You can check Jorge Aparicio’s guide on cross-compilation for Rust for more details.

Overriding the Rust target name

If you need cargo --target=FOO to obtain a different value from the one you specified for --host=TRIPLE, you can use the RUST_TARGET variable, and this will be passed to cargo. For example,

RUST_TARGET=aarch64-unknown-linux-gnu ./configure --host=aarch64-buildroot-linux-gnu
# will run "cargo --target=aarch64-unknown-linux-gnu" for the Rust part

Cross-compiling to a target not supported by Rust out of the box

When building with a target that is not supported out of the box by Rust, you have to do this:

  1. Create a target JSON definition file.

  2. Set the environment variable RUST_TARGET_PATH to its directory for the make command.

Example:

cd /my/target/definition
echo "JSON goes here" > MYMACHINE-VENDOR-OS.json
cd /source/tree/for/librsvg
./configure --host=MYMACHINE-VENDOR-OS
make RUST_TARGET_PATH=/my/target/definition

Cross-compiling for win32 target

You can also cross-compile to win32 (Microsoft Windows) target by using MinGW-w64. You need to specify the appropriate target in the same way as usual:

  • Set an appropriate target via the --host configure option:

    • i686-w64-mingw32 for 32-bit target

    • x86_64-w64-mingw32 for 64-bit target

  • Set an appropriate RUST_TARGET:

    • i686-pc-windows-gnu for 32-bit target

    • x86_64-pc-windows-gnu for 64-bit target

In addition you may need to link with some win32 specific libraries like LIBS="-lws2_32 -luserenv".

Example:

./configure \
  --host=x86_64-w64-mingw32 \
  RUST_TARGET=x86_64-pc-windows-gnu \
  LIBS="-lws2_32 -luserenv"
make

The most painful aspect of this way of building is preparing a win32 build for each of librsvg’s dependencies. MXE may help you on this work.

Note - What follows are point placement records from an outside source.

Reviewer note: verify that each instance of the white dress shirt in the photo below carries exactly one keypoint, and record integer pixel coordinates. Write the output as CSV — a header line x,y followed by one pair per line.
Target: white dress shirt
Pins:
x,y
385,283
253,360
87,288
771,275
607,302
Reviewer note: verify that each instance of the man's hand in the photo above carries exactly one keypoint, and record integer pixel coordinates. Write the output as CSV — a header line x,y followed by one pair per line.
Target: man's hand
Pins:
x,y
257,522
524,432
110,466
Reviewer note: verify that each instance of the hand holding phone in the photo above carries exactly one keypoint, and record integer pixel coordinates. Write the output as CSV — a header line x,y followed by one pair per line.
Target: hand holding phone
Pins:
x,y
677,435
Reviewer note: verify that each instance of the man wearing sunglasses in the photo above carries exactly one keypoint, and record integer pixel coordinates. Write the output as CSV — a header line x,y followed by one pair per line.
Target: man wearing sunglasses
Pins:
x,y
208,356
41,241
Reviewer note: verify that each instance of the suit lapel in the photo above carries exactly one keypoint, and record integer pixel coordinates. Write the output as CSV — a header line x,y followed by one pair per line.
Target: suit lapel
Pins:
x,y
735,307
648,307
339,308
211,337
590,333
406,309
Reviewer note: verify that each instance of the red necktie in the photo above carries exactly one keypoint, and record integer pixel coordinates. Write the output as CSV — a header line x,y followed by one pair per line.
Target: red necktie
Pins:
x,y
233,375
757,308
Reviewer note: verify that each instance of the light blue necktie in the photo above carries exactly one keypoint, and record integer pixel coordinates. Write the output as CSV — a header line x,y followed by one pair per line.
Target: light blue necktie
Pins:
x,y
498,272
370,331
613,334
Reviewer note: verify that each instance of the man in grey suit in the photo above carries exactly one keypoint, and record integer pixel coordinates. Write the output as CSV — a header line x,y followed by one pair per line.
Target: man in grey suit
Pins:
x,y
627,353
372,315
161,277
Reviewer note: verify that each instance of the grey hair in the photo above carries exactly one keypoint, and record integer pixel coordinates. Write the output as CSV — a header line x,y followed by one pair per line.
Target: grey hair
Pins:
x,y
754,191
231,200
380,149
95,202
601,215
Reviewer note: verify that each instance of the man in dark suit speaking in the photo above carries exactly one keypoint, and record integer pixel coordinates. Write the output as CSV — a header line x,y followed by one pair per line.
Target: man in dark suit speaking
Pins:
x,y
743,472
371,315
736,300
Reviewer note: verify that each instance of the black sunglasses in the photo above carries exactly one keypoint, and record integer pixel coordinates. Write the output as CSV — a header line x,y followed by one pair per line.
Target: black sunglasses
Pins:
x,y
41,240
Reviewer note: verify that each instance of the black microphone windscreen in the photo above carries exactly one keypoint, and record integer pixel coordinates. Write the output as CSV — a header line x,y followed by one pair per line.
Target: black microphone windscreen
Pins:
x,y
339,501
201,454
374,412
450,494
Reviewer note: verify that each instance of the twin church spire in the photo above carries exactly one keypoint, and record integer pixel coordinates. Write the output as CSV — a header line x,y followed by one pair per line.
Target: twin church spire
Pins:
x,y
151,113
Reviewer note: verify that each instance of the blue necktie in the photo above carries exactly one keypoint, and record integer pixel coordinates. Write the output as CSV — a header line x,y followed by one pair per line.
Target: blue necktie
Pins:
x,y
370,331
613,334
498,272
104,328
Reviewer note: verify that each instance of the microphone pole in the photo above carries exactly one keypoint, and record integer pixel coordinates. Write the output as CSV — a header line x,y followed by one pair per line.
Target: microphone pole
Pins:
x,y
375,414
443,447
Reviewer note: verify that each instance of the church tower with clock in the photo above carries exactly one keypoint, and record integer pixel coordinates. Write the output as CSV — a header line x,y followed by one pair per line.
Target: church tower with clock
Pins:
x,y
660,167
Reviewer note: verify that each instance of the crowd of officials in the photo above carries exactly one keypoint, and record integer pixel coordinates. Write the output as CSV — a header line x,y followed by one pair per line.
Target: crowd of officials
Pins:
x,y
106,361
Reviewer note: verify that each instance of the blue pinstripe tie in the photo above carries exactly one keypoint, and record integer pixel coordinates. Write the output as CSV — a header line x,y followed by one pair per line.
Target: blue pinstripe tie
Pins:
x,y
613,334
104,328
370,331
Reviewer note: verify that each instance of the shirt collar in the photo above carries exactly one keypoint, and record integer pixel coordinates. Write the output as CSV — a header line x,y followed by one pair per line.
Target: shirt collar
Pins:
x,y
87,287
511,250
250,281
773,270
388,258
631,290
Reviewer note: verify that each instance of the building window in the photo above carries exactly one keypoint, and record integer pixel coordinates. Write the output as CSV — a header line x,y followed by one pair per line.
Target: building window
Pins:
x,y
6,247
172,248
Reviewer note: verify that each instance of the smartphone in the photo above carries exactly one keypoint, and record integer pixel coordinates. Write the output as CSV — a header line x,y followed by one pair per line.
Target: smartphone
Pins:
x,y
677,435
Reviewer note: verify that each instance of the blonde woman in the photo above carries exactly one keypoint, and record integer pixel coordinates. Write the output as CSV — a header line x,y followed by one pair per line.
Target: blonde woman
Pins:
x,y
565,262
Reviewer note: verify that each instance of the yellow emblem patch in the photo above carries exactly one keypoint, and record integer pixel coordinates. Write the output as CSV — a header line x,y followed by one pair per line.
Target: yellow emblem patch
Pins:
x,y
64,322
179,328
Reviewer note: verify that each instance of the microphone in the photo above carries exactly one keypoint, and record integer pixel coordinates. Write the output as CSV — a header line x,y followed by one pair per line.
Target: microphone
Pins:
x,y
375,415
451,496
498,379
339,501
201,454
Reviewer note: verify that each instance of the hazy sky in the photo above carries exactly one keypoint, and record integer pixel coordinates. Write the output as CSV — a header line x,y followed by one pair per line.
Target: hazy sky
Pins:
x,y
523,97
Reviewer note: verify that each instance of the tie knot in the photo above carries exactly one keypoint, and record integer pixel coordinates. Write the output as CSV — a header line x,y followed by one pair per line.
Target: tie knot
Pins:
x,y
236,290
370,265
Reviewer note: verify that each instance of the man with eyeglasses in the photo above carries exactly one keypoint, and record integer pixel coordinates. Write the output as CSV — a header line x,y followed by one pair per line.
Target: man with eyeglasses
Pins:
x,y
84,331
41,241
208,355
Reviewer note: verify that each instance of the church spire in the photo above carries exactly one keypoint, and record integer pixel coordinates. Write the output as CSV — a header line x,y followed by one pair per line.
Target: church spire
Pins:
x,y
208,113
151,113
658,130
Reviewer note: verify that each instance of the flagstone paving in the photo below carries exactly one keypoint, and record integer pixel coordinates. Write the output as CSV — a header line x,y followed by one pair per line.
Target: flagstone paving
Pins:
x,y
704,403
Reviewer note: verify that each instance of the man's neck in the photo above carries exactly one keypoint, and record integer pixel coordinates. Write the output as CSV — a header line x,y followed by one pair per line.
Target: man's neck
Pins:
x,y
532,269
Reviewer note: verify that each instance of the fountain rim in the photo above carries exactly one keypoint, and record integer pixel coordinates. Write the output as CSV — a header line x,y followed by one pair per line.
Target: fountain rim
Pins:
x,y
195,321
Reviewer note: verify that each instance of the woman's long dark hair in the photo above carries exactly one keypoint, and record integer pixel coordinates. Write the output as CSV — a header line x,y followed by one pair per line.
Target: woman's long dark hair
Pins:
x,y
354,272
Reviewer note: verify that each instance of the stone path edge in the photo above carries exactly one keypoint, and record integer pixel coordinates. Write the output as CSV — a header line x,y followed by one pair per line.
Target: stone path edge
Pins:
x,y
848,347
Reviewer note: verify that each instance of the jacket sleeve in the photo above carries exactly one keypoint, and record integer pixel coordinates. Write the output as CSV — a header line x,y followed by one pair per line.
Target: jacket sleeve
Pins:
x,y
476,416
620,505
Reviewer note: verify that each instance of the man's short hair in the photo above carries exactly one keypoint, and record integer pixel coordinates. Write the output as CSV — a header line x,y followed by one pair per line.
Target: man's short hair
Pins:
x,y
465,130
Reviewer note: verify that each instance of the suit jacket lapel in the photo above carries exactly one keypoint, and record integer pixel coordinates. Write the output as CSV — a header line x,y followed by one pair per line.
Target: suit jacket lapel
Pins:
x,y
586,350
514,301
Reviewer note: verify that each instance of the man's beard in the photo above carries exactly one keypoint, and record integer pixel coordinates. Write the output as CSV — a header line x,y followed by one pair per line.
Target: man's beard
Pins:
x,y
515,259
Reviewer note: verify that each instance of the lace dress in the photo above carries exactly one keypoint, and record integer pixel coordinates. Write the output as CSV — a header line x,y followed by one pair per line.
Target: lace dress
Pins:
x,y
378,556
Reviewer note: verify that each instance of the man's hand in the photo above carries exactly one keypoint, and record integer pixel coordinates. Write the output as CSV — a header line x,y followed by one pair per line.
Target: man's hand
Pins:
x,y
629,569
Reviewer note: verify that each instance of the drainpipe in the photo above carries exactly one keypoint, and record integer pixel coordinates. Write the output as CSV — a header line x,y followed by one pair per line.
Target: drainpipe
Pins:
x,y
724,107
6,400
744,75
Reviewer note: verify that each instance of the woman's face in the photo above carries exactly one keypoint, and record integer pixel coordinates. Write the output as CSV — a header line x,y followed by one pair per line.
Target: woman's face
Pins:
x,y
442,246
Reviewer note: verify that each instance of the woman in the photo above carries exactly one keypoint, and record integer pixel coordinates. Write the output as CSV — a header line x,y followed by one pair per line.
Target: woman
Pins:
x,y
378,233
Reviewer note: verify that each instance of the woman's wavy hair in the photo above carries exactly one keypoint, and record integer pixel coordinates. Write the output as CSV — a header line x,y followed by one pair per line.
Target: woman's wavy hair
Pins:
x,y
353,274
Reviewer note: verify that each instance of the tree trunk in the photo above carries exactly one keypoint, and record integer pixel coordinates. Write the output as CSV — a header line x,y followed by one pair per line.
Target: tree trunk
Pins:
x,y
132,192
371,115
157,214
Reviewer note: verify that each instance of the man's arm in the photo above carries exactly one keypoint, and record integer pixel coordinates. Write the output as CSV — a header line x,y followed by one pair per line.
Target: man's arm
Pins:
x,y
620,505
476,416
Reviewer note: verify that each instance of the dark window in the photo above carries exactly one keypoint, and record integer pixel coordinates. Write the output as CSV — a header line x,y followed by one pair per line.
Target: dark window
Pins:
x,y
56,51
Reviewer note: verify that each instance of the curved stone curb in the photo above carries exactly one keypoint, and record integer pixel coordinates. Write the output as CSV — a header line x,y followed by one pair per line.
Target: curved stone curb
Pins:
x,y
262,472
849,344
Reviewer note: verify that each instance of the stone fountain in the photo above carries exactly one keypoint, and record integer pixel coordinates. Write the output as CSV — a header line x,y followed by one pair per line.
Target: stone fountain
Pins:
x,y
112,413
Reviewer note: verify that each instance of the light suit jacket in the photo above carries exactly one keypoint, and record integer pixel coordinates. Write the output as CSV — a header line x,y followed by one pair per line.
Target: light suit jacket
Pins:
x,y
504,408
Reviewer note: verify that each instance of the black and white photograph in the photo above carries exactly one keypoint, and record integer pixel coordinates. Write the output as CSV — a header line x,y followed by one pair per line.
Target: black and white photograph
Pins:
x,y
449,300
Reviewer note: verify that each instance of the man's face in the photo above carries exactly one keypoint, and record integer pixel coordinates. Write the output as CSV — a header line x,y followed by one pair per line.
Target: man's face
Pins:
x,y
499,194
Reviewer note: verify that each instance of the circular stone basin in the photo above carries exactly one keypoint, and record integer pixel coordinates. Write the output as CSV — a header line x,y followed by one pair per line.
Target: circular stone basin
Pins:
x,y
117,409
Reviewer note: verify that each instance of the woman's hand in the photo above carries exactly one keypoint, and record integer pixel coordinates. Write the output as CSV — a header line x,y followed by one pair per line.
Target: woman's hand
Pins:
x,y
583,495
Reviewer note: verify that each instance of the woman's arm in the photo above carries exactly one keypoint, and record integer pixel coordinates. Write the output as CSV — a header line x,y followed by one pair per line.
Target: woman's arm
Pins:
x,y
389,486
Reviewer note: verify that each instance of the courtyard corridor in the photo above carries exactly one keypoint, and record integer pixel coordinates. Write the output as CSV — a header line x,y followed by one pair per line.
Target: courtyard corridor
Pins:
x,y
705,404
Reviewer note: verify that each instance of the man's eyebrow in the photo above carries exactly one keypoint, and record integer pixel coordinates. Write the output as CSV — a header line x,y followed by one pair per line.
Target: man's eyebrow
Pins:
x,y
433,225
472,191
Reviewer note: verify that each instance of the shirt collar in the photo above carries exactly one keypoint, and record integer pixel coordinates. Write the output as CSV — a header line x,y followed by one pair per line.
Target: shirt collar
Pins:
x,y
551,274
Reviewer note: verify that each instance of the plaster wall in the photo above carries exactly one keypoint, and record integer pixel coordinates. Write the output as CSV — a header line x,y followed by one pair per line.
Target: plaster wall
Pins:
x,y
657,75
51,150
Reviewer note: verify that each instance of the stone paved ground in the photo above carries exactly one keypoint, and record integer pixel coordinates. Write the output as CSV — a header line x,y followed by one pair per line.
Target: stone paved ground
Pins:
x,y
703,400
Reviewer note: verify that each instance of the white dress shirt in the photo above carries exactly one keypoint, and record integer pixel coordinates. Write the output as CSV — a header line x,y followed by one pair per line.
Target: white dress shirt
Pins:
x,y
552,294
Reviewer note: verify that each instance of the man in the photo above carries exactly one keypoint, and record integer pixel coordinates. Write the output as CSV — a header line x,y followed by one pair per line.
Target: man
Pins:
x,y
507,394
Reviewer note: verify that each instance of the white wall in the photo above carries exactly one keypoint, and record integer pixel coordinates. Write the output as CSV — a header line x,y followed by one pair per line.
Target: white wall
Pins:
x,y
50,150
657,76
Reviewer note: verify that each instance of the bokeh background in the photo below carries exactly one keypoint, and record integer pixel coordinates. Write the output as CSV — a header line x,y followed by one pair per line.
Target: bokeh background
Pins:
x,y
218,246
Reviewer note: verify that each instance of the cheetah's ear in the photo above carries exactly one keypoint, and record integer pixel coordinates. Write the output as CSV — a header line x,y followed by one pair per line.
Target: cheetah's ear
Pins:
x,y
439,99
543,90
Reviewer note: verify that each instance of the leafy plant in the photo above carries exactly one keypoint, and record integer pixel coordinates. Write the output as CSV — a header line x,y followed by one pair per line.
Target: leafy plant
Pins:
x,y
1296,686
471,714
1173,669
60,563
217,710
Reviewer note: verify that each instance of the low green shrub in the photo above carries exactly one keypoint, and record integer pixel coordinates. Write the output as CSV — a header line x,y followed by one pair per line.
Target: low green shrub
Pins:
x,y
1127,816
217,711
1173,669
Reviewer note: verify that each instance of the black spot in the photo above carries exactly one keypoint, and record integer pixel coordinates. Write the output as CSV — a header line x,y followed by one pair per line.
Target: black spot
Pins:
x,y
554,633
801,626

Building with no network access

Automated build systems generally avoid network access so that they can compile from known-good sources, instead of pulling random updates from the net every time. However, normally Cargo likes to download dependencies when it first compiles a Rust project.

You can use cargo vendor to download librsvg’s Rust dependencies ahead of time, so that subsequent compilation don’t require network access.

Build systems can use Cargo’s source replacement mechanism to override the location of the source code for the Rust dependencies, for example, in order to patch one of the Rust crates that librsvg uses internally.

Running make distcheck

The make distcheck command will built a release tarball, extract it, compile it and test it. However, part of the make install process within that command will try to install the gdk-pixbuf loader in your system location, and it will fail.

Please run make distcheck like this:

$ make distcheck DESTDIR=/tmp/foo

That DESTDIR will keep the gdk-pixbuf loader installation from trying to modify your system locations.